Towards Optimal Differentially Private Regret Bounds in Linear MDPs
This work addresses privacy concerns in reinforcement learning for personalized decision-making systems using sensitive user data, representing an incremental improvement over existing private methods.
The paper tackles regret minimization under privacy constraints in linear Markov Decision Processes by designing a new differentially private algorithm based on LSVI-UCB++, achieving a regret bound of ̃O(d √(H^3 K) + H^{15/4} d^{7/6} K^{1/2} / ε), which improves over prior private methods and retains near-optimal utility compared to non-private baselines.

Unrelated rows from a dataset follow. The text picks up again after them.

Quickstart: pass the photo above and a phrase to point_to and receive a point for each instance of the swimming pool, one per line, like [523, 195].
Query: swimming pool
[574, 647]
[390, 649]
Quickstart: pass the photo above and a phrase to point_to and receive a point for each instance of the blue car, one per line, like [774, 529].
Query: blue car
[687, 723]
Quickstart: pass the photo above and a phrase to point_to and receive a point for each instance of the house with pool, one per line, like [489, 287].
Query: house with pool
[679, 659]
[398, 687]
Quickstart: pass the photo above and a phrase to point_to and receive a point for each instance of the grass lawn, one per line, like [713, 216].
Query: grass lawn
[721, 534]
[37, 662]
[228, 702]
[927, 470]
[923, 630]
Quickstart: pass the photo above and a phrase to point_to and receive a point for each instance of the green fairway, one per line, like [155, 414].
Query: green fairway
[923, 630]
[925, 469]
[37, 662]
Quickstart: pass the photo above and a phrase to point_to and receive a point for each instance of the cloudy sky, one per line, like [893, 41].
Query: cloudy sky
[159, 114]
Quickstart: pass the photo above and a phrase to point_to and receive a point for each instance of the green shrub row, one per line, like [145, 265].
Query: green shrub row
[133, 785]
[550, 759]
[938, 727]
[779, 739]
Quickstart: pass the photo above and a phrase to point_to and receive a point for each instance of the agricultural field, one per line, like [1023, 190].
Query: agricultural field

We study regret minimization under privacy constraints in episodic inhomogeneous linear Markov Decision Processes (MDPs), motivated by the growing use of reinforcement learning (RL) in personalized decision-making systems that rely on sensitive user data. In this setting, both transition probabilities and reward functions are assumed to be linear in a feature mapping $φ(s, a)$, and we aim to ensure privacy through joint differential privacy (JDP), a relaxation of differential privacy suited to online learning. Prior work has established suboptimal regret bounds by privatizing the LSVI-UCB algorithm, which achieves $\widetilde{O}(\sqrt{d^3 H^4 K})$ regret in the non-private setting. Building on recent advances that improve this to near minimax optimal regret $\widetilde{O}(d\sqrt{H^{3}K})$ via LSVI-UCB++ with Bernstein-style bonuses, we design a new differentially private algorithm by privatizing LSVI-UCB++ and adapting techniques for variance-aware analysis from offline RL. Our algorithm achieves a regret bound of $\widetilde{O}(d \sqrt{H^3 K} + H^{15/4} d^{7/6} K^{1/2} / ε)$, improving over previous private methods. Empirical results show that our algorithm retains near-optimal utility compared to non-private baselines, indicating that privacy can be achieved with minimal performance degradation in this setting.